A new approach to closing the water-climate financing gap

5 Dec 2022 by The Water Diplomat

Water investment

A new publication by authors Amgad ElMahdi and Lixian Wang presents arguments for a paradigm shift in the way that water is defined, developed and financed. Demand for freshwater is constantly increasing through population growth and economic growth, and at first glance this would seem to offer investment opportunities. However, there is currently a global financing gap for water infrastructure which has been estimated at US $ 6.7 trillion by 2030 and US $ 22.6 trillion by 2050. In addition, the projected impacts of climate change will reduce accessibility to water resources as well as increase spatial and seasonal variations in water availability.

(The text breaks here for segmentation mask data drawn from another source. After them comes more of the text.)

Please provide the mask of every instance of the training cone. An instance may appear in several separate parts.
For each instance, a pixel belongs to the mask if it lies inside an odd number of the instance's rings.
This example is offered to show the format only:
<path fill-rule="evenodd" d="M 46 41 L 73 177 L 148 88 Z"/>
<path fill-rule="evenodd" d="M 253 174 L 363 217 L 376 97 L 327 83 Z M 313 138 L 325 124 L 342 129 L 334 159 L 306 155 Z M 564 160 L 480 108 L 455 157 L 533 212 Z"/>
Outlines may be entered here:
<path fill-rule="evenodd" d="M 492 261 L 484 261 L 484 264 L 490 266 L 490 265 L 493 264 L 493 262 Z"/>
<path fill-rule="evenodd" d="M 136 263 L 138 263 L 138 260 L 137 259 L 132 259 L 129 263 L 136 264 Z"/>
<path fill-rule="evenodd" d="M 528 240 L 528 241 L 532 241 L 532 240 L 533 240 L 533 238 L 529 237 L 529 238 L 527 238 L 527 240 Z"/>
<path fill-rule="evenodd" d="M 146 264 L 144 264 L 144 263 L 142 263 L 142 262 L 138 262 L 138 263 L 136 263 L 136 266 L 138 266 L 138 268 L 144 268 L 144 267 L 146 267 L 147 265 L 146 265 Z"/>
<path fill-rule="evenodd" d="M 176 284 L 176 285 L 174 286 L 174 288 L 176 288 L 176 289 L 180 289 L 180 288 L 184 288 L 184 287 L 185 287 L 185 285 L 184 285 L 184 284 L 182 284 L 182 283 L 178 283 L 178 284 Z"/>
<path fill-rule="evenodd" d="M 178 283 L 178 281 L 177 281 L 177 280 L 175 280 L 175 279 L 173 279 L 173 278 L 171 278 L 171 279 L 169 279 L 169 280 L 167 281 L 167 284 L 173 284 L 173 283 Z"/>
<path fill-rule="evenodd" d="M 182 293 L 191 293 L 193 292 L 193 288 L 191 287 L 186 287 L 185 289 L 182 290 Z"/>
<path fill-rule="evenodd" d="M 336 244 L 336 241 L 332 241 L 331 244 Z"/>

Water infrastructure systems, which encompass surface and groundwater resources development, transmission, water treatment and supply, and wastewater collection, treatment and disposal, will be increasingly compromised under various climate change scenario‚Äôs.  

Therefore, future financing of water infrastructure will have to both close the financing gap for water infrastructure and ensure that this infrastructure is resilient to climate change, low carbon, and meets the requirements of the Paris Agreement. For example, the Green Climate Fund is considering non-conventional water resources, including wastewater, as a new asset class. Almost 80% of all wastewater is released into the environment untreated, constituting a relatively untapped resource as populations continue to increase.

The Green Climate Fund is proposing a paradigm shift in water security that is low carbon, resilient, and meets the goals of the UNFCCC and the Paris Agreement. This would require creating an enabling investment environment to identify and fund such transformational water security interventions. It would enable recipient countries to develop pathways to increase both the conservation (protection and restoration of the hydrological cycle) and preservation (reducing losses) of water resources. Also, it would yield an increasing share of investment in water security that is transformational in nature in addressing both climate and water challenges. To achieve this, a new (blended) financing environment needs to be created that establishes water reuse and sanitation as a valued asset and provides an enabling financial and institutional environment to take this asset to the investor.